External ChIP-seq data
To find KZFP ChIP-seqs performed by others, the programmatic access to GEO eSearch and eFetch functions were used (Barrett et al. 2013) to search and retrieve submissions containing any KZFP name but not the keywords “RNA” or “H3K”. The resulting hits were then manually curated using the GEOquery (https://bioconductor.org/packages/GEOquery/) R package (R Core Team 2022) in order to get BED files from ChIP-seq experiments. Peaks not called on hg19 were lifted over to hg19 using liftOver from rtracklayer (https://bioconductor.org/packages/rtracklayer/) and chain files from UCSC (Haeussler et al. 2019).
Enrichment on repeats
Repeat enrichment analyses from ChIP data were performed using pyTEnrich (https://alexdray86.github.io/pyTEnrich). Repeat annotations were obtained from UCSC (http://hgdownload.soe.ucsc.edu/goldenPath/hg19/database/rmsk.txt.gz). As the entire genome was not mappable in the experiments, the size of the mappable genome specific to these ChIP experiments needed to be calculated to accurately estimate the null hypothesis of how many times a peak would overlap a repeat by chance. To do so, regions with zero coverage were identified for all ChIP-seq and ChIP-exo using BEDTools genomcov (Quinlan and Hall 2010), merging regions with <100 bp distance to reduce computational load. The resulting files were combined using BEDTools intersect (Quinlan and Hall 2010) to generate a single set of regions which have zero coverage across all experiments. These regions were then filtered to be bigger than 40 kb to reduce computational load as the influence of smaller regions on enrichments were negligible. The resulting zero coverage regions as well as the Y Chromosome, which is absent in HEK293T cells, were removed from the reference genome by pyTEnrich to generate more accurate statistics for the enrichments. Enrichments with FDR < 0.05 are considered significant. To normalize FDR between experiments −log10(FDR) were divided by their maximum yielding a scale from 0 to 1 or least to most enriched, values above 0.9 on this scale are considered primary targets.

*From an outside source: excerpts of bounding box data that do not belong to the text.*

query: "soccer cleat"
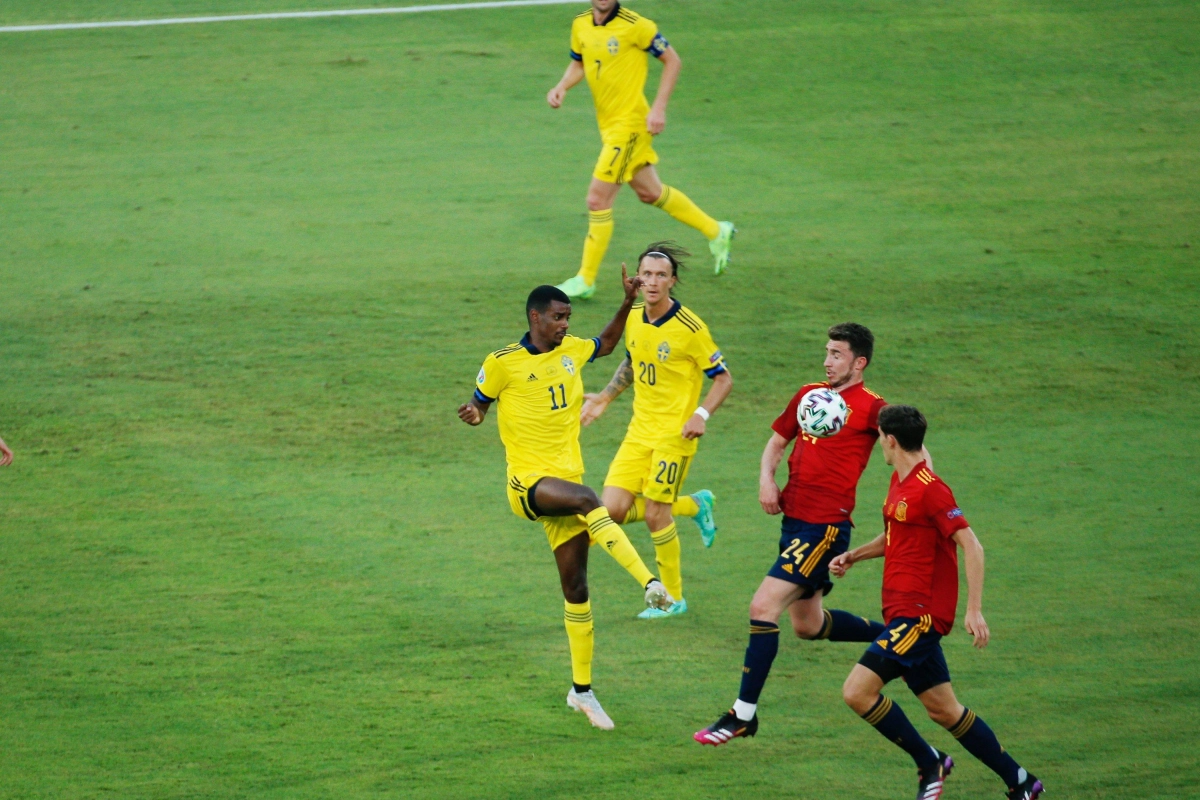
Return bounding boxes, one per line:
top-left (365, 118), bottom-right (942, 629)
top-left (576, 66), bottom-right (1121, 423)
top-left (705, 222), bottom-right (738, 275)
top-left (691, 709), bottom-right (758, 747)
top-left (637, 600), bottom-right (688, 619)
top-left (917, 751), bottom-right (954, 800)
top-left (566, 686), bottom-right (617, 730)
top-left (558, 275), bottom-right (596, 300)
top-left (1004, 770), bottom-right (1045, 800)
top-left (646, 578), bottom-right (674, 610)
top-left (691, 489), bottom-right (716, 547)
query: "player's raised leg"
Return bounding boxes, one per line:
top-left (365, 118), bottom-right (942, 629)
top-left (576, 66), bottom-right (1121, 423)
top-left (554, 531), bottom-right (613, 730)
top-left (638, 500), bottom-right (688, 619)
top-left (917, 682), bottom-right (1043, 800)
top-left (841, 663), bottom-right (954, 800)
top-left (629, 164), bottom-right (736, 275)
top-left (558, 178), bottom-right (620, 300)
top-left (529, 477), bottom-right (674, 608)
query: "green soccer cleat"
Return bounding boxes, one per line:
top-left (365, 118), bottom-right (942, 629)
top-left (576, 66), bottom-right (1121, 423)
top-left (705, 222), bottom-right (738, 275)
top-left (691, 489), bottom-right (716, 547)
top-left (637, 600), bottom-right (688, 619)
top-left (557, 275), bottom-right (596, 300)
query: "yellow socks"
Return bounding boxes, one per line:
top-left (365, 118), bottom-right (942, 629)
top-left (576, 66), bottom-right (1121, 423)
top-left (583, 506), bottom-right (654, 587)
top-left (622, 494), bottom-right (700, 525)
top-left (580, 209), bottom-right (614, 285)
top-left (671, 494), bottom-right (700, 517)
top-left (650, 522), bottom-right (683, 600)
top-left (652, 185), bottom-right (721, 241)
top-left (563, 600), bottom-right (592, 686)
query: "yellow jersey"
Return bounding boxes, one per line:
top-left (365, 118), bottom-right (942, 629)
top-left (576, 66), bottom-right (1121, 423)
top-left (475, 333), bottom-right (600, 477)
top-left (625, 300), bottom-right (725, 456)
top-left (571, 2), bottom-right (670, 133)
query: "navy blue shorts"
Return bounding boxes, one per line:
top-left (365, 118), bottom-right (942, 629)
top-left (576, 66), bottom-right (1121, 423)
top-left (858, 614), bottom-right (950, 694)
top-left (767, 517), bottom-right (850, 599)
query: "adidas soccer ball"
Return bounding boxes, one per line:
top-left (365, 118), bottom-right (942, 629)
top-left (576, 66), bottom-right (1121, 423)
top-left (796, 389), bottom-right (850, 439)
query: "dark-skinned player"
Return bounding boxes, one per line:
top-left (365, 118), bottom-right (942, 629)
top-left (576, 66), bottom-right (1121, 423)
top-left (458, 265), bottom-right (674, 730)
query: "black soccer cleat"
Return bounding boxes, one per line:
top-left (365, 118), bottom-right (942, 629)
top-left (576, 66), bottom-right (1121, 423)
top-left (691, 709), bottom-right (758, 747)
top-left (917, 751), bottom-right (954, 800)
top-left (1004, 770), bottom-right (1045, 800)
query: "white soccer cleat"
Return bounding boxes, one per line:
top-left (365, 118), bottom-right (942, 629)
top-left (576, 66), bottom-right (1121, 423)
top-left (646, 578), bottom-right (674, 610)
top-left (566, 686), bottom-right (617, 730)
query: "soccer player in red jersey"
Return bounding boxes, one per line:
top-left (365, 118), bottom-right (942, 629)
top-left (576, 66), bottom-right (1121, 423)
top-left (692, 323), bottom-right (916, 745)
top-left (829, 405), bottom-right (1043, 800)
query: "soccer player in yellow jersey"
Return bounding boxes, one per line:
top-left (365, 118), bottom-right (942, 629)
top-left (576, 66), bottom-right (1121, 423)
top-left (458, 272), bottom-right (674, 730)
top-left (582, 242), bottom-right (733, 619)
top-left (546, 0), bottom-right (734, 300)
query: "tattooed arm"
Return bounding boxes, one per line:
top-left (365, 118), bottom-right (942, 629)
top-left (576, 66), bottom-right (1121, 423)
top-left (580, 356), bottom-right (634, 426)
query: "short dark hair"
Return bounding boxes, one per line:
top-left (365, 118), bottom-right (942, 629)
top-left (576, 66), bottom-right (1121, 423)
top-left (829, 323), bottom-right (875, 363)
top-left (637, 239), bottom-right (691, 278)
top-left (526, 283), bottom-right (571, 317)
top-left (880, 405), bottom-right (928, 452)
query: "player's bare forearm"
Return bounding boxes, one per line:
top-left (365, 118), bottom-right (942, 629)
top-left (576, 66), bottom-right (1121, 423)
top-left (701, 368), bottom-right (733, 414)
top-left (654, 47), bottom-right (683, 113)
top-left (595, 264), bottom-right (642, 359)
top-left (546, 59), bottom-right (584, 108)
top-left (600, 356), bottom-right (634, 403)
top-left (954, 528), bottom-right (984, 612)
top-left (458, 397), bottom-right (492, 426)
top-left (758, 433), bottom-right (787, 515)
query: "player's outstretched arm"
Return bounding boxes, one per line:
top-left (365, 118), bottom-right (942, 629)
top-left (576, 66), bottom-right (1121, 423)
top-left (954, 528), bottom-right (991, 649)
top-left (546, 60), bottom-right (583, 108)
top-left (758, 433), bottom-right (787, 515)
top-left (646, 47), bottom-right (683, 136)
top-left (595, 264), bottom-right (642, 359)
top-left (683, 368), bottom-right (729, 438)
top-left (580, 355), bottom-right (634, 426)
top-left (829, 534), bottom-right (887, 578)
top-left (458, 397), bottom-right (492, 425)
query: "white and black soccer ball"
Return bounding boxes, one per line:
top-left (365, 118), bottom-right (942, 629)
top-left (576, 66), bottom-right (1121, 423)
top-left (796, 389), bottom-right (850, 439)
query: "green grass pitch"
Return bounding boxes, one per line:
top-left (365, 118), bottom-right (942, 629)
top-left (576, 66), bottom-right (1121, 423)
top-left (0, 0), bottom-right (1200, 800)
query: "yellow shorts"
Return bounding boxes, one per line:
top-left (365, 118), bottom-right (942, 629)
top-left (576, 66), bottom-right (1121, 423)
top-left (592, 131), bottom-right (659, 184)
top-left (509, 473), bottom-right (588, 551)
top-left (604, 439), bottom-right (692, 503)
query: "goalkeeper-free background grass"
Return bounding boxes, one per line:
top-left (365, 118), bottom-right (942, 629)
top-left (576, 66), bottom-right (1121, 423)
top-left (0, 0), bottom-right (1200, 800)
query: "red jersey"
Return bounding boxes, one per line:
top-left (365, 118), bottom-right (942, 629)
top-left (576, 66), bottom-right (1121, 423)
top-left (883, 461), bottom-right (967, 636)
top-left (770, 383), bottom-right (887, 524)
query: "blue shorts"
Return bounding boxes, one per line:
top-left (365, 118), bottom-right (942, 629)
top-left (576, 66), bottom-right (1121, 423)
top-left (858, 614), bottom-right (950, 694)
top-left (767, 517), bottom-right (850, 599)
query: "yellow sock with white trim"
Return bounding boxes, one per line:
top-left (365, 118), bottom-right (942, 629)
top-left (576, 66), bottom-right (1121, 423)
top-left (650, 522), bottom-right (683, 600)
top-left (563, 600), bottom-right (593, 691)
top-left (623, 497), bottom-right (646, 525)
top-left (654, 184), bottom-right (721, 241)
top-left (580, 209), bottom-right (612, 285)
top-left (583, 506), bottom-right (654, 587)
top-left (671, 494), bottom-right (700, 517)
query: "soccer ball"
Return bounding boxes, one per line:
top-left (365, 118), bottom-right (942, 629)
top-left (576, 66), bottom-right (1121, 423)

Multiple sequence alignment and line plots
MSA plots were made as described in Iouranova et al. (2022). In short: FASTA sequences for the indicated subfamilies were extracted from the hg19 genome assembly, aligned individually using MAFFT (Katoh and Standley 2013) with parameters ‐‐reorder ‐‐auto, and then merged together using MAFFT's -merge option. To increase readability, positions in the alignment (columns) with more than 85% gaps were removed. To capture signal at the border the alignments are extended by 200–500 bp of unaligned sequences. ChIP-seq and -exo signals are scaled for each line (row) to the [0,1] interval before being superimposed on the alignments. Average ChIP-seq signals across all rows are plotted on top of the alignments or without alignment for Figures 6 and 8. Motifs were taken from Cis-BP (Weirauch et al. 2014), converted to position weight matrixes, and scanned for in the human genome (hg19) using PWMscan (Ambrosini et al. 2018) with default settings. Line plots in Figure 3B were generated using deepTools plotProfile (Ramírez et al. 2016). SVAs for all subfamilies (A–F) were centered on a well-conserved region on the edge of the VNTR with the consensus sequence ACTAAGAAAAATTCTTCTGCCTTGGG.
Reference genome
Analyses shown throughout this publication were performed using the reference genome version hg19 for the sake of consistency. Analyses of the ChIP-seq data were performed in hg19 and GRCh38 in parallel with no major impact on the results. To facilitate future analyses, peak files for all experiments are available for download on the KRABopedia database in both hg19 and GRCh38.
Data access
All raw and processed sequencing data generated in this study have been submitted to the NCBI Gene Expression Omnibus (GEO; https://www.ncbi.nlm.nih.gov/geo/) under accession number GSE200964. Cumulated information on each human KZFP is available at the KRABopedia (https://tronoapps.epfl.ch/web/krabopedia/).
Supplementary Material
Acknowledgments
We thank Charlène Raclot and Kerim Benbouhafs for technical assistance, Bastien Mangeat and the Gene Expression Core Facility at EPFL for sequencing, and SCITAS for computing infrastructure. D.T. has been funded by the European Research Council (ERC) Grants No. 268721 and No. 694658, the Swiss National Science Foundation (SNSF) Grants No. 310030_152879 and No. 310030B_173337, as well as the Aclon Foundation, the Novartis Foundation for Medical-Biological Research, and the Ludwig Institute for Cancer Research.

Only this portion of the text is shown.